# Exploring Hacker News Posts
Hacker News is a site started by the startup incubator Y Combinator, where user-submitted stories (known as "posts") are voted and commented upon, similar to reddit. Hacker News (HN) is extremely popular in technology and startup circles, and posts that make it to the top of Hacker News' listings can get hundreds of thousands of visitors as a result.

You can find the data set [here](https://www.kaggle.com/hacker-news/hacker-news-posts), but note that it has been reduced from almost 300,000 rows to approximately 20,000 rows by removing all submissions that did not receive any comments, and then randomly sampling from the remaining submissions. Below are descriptions of the columns:

- id: The unique identifier from Hacker News for the post
- title: The title of the post
- url: The URL that the posts links to, if the post has a URL
- num_points: The number of points the post acquired, calculated as the total number of upvotes minus the total number of downvotes
- num_comments: The number of comments that were made on the post
- author: The username of the person who submitted the post
- created_at: The date and time at which the post was submitted

Let's look at two interesting sub-types of posts on HN: Ask HN and Show HN. Ask HN posts are posts made by users to ask the HN community about a specific question.

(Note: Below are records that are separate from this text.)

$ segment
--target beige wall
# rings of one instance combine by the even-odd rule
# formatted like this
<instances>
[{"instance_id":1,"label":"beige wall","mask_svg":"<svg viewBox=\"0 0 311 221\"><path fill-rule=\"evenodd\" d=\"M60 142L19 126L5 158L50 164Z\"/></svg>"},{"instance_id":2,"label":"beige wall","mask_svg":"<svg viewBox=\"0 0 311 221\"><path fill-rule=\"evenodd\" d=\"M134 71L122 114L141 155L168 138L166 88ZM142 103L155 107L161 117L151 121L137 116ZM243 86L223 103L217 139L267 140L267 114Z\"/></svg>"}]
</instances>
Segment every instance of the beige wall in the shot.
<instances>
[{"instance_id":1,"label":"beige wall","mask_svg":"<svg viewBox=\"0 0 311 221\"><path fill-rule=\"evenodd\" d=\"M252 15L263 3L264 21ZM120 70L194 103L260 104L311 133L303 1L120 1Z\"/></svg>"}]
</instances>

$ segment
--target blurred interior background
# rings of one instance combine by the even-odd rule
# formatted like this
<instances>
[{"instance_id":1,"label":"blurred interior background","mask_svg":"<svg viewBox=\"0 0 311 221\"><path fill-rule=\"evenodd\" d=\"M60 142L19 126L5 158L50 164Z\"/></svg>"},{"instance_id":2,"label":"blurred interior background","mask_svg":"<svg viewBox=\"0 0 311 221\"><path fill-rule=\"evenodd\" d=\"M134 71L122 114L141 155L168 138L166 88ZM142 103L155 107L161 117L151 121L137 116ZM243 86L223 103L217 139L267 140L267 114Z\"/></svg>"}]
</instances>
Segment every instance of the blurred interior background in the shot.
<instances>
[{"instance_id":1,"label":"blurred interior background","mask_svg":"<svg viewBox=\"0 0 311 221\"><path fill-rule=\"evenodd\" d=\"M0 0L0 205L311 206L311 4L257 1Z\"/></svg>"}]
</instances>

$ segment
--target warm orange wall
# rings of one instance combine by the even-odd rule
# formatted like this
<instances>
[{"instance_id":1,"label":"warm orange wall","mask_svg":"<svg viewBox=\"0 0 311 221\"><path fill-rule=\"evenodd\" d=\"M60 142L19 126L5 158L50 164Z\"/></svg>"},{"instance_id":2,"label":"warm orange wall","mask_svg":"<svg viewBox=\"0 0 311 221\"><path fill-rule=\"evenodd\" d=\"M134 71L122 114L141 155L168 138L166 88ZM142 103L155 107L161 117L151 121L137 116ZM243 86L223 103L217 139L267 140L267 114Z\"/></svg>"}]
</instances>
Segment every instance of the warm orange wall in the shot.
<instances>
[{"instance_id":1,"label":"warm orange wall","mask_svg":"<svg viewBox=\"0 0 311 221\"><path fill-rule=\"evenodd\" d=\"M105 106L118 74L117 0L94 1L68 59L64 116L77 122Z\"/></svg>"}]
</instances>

For example:
```
Ask HN: How to improve my personal website?
Ask HN: Am I the only one outraged by Twitter shutting down share counts?
Ask HN: Aby recent changes to CSS that broke mobile?
```
Conversely, Show HN posts are made by users to showcase a project, product, or something else of interest. Here are a few examples of Show HN posts:
```
Show HN: Wio Link  ESP8266 Based Web of Things Hardware Development Platform'
Show HN: Something pointless I made
Show HN: Shanhu.io, a programming playground powered by e8vm
```

Our inital objective will be to examine these two types of posts and compare them. We'll try to answer questions like:
- Which type of posts recieves more comments on average?
- Which type of posts recieves more points on average?
- Do posts created within a specific time window recieve more comments on average?

In [1]:
import pandas as pd
import csv

In [2]:
with open('hacker_news.csv') as file:
    raw_dframe = pd.read_csv(file)
    
headers = list(raw_dframe.columns)
raw_dframe.head()

Unnamed: 0,id,title,url,num_points,num_comments,author,created_at
0,12224879,Interactive Dynamic Video,http://www.interactivedynamicvideo.com/,386,52,ne0phyte,8/4/2016 11:52
1,10975351,How to Use Open Source and Shut the Fuck Up at...,http://hueniverse.com/2016/01/26/how-to-use-op...,39,10,josep2,1/26/2016 19:30
2,11964716,Florida DJs May Face Felony for April Fools' W...,http://www.thewire.com/entertainment/2013/04/f...,2,1,vezycash,6/23/2016 22:20
3,11919867,Technology ventures: From Idea to Enterprise,https://www.amazon.com/Technology-Ventures-Ent...,3,1,hswarna,6/17/2016 0:01
4,10301696,Note by Note: The Making of Steinway L1037 (2007),http://www.nytimes.com/2007/11/07/movies/07ste...,8,2,walterbell,9/30/2015 4:12


In [3]:
# Filter and separate Ask HN and Show HN posts

criteria_ask = raw_dframe['title'].map(lambda s: s.lower().startswith('ask hn'))
askhn_dframe = raw_dframe[criteria_ask].copy()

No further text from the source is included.